En 1860, alors qu’il était à Damas, il prévint le Consul de France de l’agitation antichrétienne qui se manifestait ; puis, l’émeute ayant éclaté, il appela à lui les Algériens, ses anciens fidèles de la Guerre Sainte, qui étaient venus nombreux le retrouver, et porta secours avec eux au Consul et à ceux que la populace poursuivait de sa haine. Il fit venir le Consul dans sa propre maison, y arbora le drapeau tricolore, et y recueillit les Chrétiens de toute nationalité qu’il put sauver. Accompagné de 300 Algériens et de deux de ses fils, il parcourait le quartier où grondait l’émeute en s’écriant " Oh ! les Chrétiens ! oh ! les infortunés, écoutez, venez à moi ! Je suis Abd el Kader, fils de Mahi ed Dine, le Moghrebin. Ayez confiance en moi, et je vous protégerai... " A cet appel, beaucoup de malheureux sortirent de leurs cachettes et vinrent à lui. Il sauva plus de 300 personnes au Consulat de Grèce, ainsi que tout le personnel de l’institution des Sœurs de Charité, 6 prêtres, 11 sœurs et 400 enfants, et les ramena chez lui, où se trouvaient déjà les divers consuls.
Les émeutiers s’étant réunis le lendemain devant sa maison, il les harangua en leur prêchant la tolérance d’après des versets du Coran ; puis, les arguments religieux restant sans effet, il leur déclara que s’ils osaient s’attaquer à ses protégés, il leur montrerait comment Abd el Kader et ses soldats savaient combattre. Il fit enfin publier, lorsque le calme fut un peu revenu, qu’il paierait 50 piastres pour chaque chrétien qui lui serait amené. Il put ainsi sauver plus de 12.000 chrétiens.
Abd el Kader reçut le grand cordon de la Légion d’honneur, et vit la pension qu’il recevait de la France portée à 150.000 francs ; il fit un voyage en France en 1865.

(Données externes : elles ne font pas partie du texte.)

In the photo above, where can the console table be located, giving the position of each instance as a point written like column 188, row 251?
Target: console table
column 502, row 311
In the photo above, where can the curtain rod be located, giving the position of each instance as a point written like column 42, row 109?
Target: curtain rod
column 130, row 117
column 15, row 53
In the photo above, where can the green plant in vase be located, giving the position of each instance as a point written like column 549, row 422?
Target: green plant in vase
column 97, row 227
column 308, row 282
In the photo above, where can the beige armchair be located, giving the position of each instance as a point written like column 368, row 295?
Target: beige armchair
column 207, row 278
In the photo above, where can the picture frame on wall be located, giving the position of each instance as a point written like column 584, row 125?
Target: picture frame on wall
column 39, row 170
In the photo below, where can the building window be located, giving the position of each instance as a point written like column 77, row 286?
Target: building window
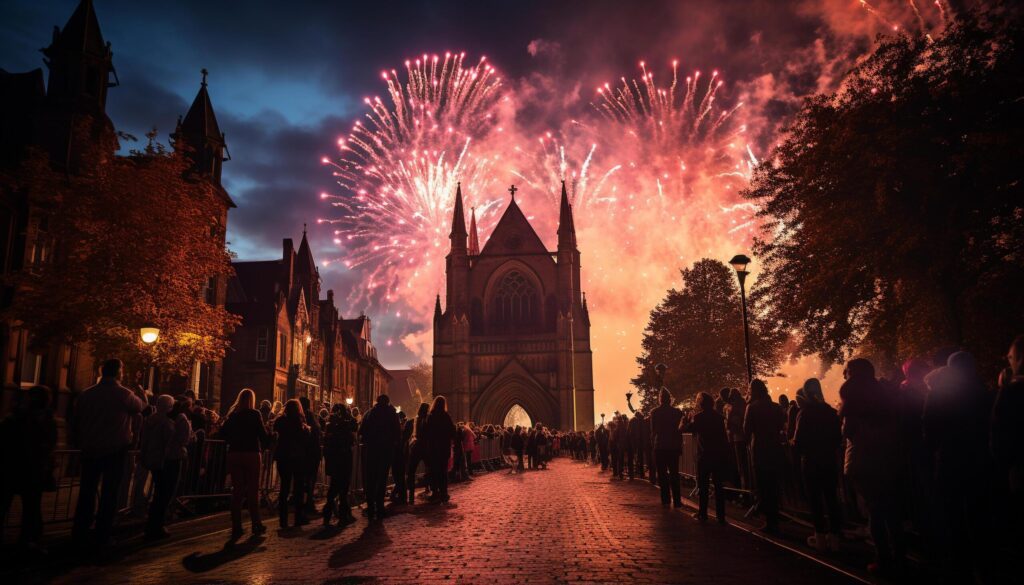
column 262, row 342
column 515, row 305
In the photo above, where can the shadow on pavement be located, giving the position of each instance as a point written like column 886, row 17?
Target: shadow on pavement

Pendant la guerre de 1870-1871, apprenant que des Indigènes algériens se servaient de son nom pour tenter des soulèvements en Algérie, il leur écrivit pour les engager à se soumettre ; il écrivit en même temps au Gouvernement de la Défense Nationale : "Quand un grand nombre de nos frères (que Dieu les protège) sont dans vos rangs pour repousser l’ennemi envahisseur, et quand vous travaillez à rendre les Arabes des tribus libres comme les Français eux-mêmes, nous venons vous dire que ces tentatives insensées, quels qu’en soient les auteurs, sont faites contre la justice, contre la volonté de Dieu et la mienne ; nous prions le ToutPuissant de punir les traîtres et de confondre les ennemis de la France "
La défaite de la France l’affecta profondément. Des voyageurs étrangers reçus chez. lui s’étant permis de faire à ce sujet des réflexions déplacées, Abd el Kader sortit sans mot dire, puis revint peu après, revêtu de son grand cordon de la Légion d’honneur...

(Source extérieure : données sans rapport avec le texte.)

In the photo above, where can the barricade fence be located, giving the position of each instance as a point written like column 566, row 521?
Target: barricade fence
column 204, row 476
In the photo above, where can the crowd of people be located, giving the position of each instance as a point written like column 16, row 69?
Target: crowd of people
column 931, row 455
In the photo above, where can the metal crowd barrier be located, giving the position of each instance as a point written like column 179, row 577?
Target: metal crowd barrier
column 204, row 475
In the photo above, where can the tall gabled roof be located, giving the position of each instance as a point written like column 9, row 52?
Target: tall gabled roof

Ce qui avait permis ce rapprochement avec la France, c’est le fait qu’Abd el Kader avait réfléchi sur sa religion elle-même ; il l’avait mieux comprise et il était arrivé à la conviction qu’elle n’impose pas cette haine que son père et les autres marabouts avaient cru y découvrir. Resté profondément pieux, devenu même d’une piété ascétique, il se déclarait l’ami de la France, et il écrivait, dans l’ouvrage philosophique qu’il envoyait en 1855 à la Société Asiatique à Paris : " Si les Musulmans et les Chrétiens me prêtaient l’oreille, je ferais cesser leur divergence, et ils deviendraient frères à l’extérieur et à l’intérieur ".
Puissent les méditations et les conclusions de ce grand soldat, de ce pieux Musulman, de ce profond penseur, servir à montrer le vrai chemin à tous les Indigènes de l’Afrique du Nord.